I was allowed to eat at the same table with themselves; and soon became well acquainted with, and I believe well liked by, them all. The little girl was an eccentric being, even for a child; and seldom said a word to anyone. Whenever she did speak, she was sure to make use of the phrase, “God help us!”
This expression she had learnt from an Irish servant wench, who was in the habit of making frequent use of it; and it was so often echoed by the little girl, in a parrot-like manner, that Mr Sullivan and his wife – at the time I joined the family were striving to break her from the habit of using it.
The servant girl, when forbidden by her mistress ever to use the expression in the child’s presence, would cry out: “God help us, Mem! I can’t help it.”
Whenever the words were spoken by little Sarah – this was the child’s name – Mrs Sullivan would say, “Sarah, don’t you ever say that again. If you do, you shall be locked up in the cellar.”
“God help us!” little Sarah would exclaim, in real alarm at the threat.
“There you go again. Take that, and that,” Mrs Sullivan would cry, giving the child two or three slaps on the side of the head.

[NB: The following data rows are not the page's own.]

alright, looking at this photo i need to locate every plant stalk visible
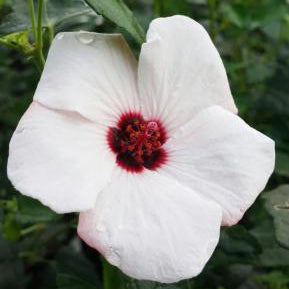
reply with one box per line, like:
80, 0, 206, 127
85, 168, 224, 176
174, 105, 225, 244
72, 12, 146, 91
28, 0, 37, 41
36, 0, 45, 70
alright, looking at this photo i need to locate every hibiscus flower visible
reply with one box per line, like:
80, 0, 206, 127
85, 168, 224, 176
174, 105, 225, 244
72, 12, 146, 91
7, 16, 275, 283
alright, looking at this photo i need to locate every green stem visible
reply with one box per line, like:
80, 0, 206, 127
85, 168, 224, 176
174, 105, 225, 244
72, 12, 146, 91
154, 0, 164, 16
186, 279, 192, 289
43, 0, 54, 45
32, 57, 43, 73
102, 258, 125, 289
28, 0, 45, 71
0, 38, 13, 49
36, 0, 45, 70
28, 0, 37, 41
21, 223, 46, 235
47, 24, 55, 45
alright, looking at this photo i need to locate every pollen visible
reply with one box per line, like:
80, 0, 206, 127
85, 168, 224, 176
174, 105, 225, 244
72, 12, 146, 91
107, 112, 167, 173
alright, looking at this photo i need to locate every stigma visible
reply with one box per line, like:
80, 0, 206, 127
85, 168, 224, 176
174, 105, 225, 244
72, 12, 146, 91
107, 112, 167, 173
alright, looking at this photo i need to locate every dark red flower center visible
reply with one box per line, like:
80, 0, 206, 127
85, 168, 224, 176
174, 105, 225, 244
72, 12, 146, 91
107, 112, 167, 173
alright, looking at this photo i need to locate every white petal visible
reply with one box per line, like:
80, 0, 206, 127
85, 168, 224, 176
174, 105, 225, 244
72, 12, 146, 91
34, 32, 139, 125
7, 102, 115, 213
162, 106, 275, 226
78, 170, 222, 283
138, 16, 237, 133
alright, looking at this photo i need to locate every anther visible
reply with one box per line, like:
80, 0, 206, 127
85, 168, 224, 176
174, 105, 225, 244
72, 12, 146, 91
107, 112, 167, 173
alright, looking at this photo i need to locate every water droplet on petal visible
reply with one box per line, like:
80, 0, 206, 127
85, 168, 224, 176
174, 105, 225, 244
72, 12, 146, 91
76, 31, 95, 45
96, 224, 106, 232
95, 15, 104, 26
56, 33, 64, 40
107, 247, 121, 266
16, 127, 25, 134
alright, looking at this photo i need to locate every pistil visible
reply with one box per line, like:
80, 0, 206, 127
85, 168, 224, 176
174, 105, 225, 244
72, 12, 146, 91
107, 112, 167, 173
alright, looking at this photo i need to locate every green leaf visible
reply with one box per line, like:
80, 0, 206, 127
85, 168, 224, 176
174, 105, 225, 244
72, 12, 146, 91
3, 213, 20, 241
0, 198, 20, 242
56, 241, 101, 289
102, 258, 126, 289
0, 0, 94, 36
221, 1, 288, 32
275, 152, 289, 177
262, 185, 289, 249
0, 31, 34, 54
153, 0, 191, 17
17, 195, 60, 224
83, 0, 145, 44
44, 0, 94, 27
250, 218, 289, 267
0, 227, 24, 289
246, 58, 275, 83
259, 247, 289, 267
254, 271, 289, 289
221, 3, 246, 28
57, 273, 97, 289
0, 0, 29, 35
220, 225, 261, 255
0, 197, 18, 212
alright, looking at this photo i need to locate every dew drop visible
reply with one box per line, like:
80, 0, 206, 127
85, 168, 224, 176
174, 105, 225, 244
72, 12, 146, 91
56, 33, 64, 40
95, 15, 104, 26
107, 247, 121, 266
76, 31, 95, 45
96, 223, 106, 232
16, 127, 25, 134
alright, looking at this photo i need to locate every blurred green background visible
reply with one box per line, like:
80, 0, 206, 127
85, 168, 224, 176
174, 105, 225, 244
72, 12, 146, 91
0, 0, 289, 289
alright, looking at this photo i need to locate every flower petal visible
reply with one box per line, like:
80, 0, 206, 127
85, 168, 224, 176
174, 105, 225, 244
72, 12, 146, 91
78, 170, 222, 283
34, 32, 139, 124
162, 106, 275, 226
8, 102, 115, 213
138, 16, 237, 133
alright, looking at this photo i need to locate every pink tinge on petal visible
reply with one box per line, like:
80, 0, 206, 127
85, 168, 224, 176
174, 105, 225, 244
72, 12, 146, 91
77, 171, 222, 283
162, 105, 275, 226
34, 32, 139, 124
138, 16, 238, 134
7, 102, 115, 213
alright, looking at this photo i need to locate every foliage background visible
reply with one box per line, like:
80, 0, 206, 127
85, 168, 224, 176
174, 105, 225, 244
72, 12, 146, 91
0, 0, 289, 288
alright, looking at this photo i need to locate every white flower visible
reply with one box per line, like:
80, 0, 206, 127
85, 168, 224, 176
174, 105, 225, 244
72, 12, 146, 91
7, 16, 275, 283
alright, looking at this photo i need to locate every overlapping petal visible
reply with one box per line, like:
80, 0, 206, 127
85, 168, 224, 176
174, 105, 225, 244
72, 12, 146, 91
8, 102, 115, 213
78, 170, 222, 283
138, 15, 237, 133
34, 32, 139, 125
162, 106, 275, 225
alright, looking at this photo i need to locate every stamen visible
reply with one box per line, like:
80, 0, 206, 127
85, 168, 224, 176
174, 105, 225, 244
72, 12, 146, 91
146, 121, 158, 136
107, 112, 167, 173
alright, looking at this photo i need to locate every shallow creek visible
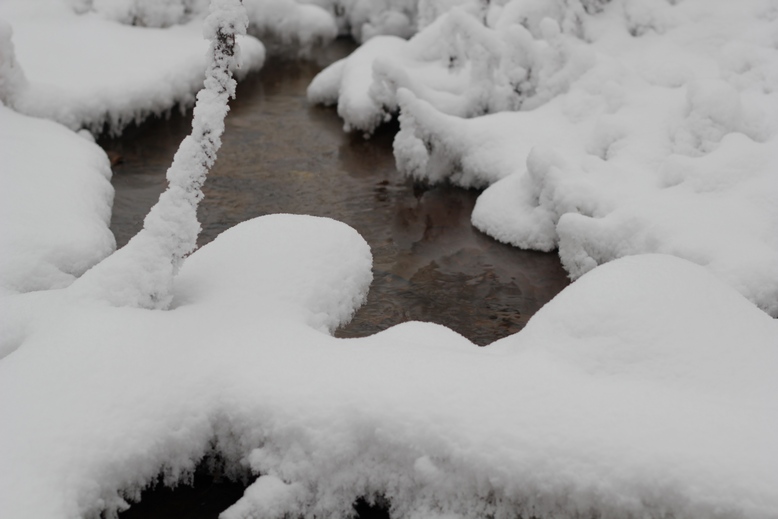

“Oh mother! mother! God help us!” little Sarah would cry out, altogether unconscious of the crime she was committing.
Every effort made, for inducing the child to refrain from the use of this expression, only caused its more frequent repetition; and often in a manner so ludicrous, as to conquer the anger of her parents, and turn it into laughter.
When I had been about five weeks with Mr Sullivan, I was engaged one morning in washing the shop windows, and accidentally broke a large and costly pane of plate glass. A sudden shock came over my spirits – one more painful than I had ever experienced. Mr Sullivan had been so kind to me, that to do him an injury, accidentally or otherwise, seemed the greatest misfortune that could happen to me.
He was upstairs at the time; and I had not the moral courage to face him. Had I waited for him to come down, and see what had been done, he might have said something that would have pained me to hear; but certainly nothing more serious would have happened, and all would have been well again.
I must have a disposition constitutionally inclined to absconding. To run away, as my mother had often told me, must be my nature. I would rather believe this than otherwise, since I do not wish to be charged with the voluntary indiscretion of deserting a good home. It was only an overwhelming sense of the kindness with which I had been treated, and the injury I had inflicted on my benefactor, that caused me to dread an encounter with Mr Sullivan.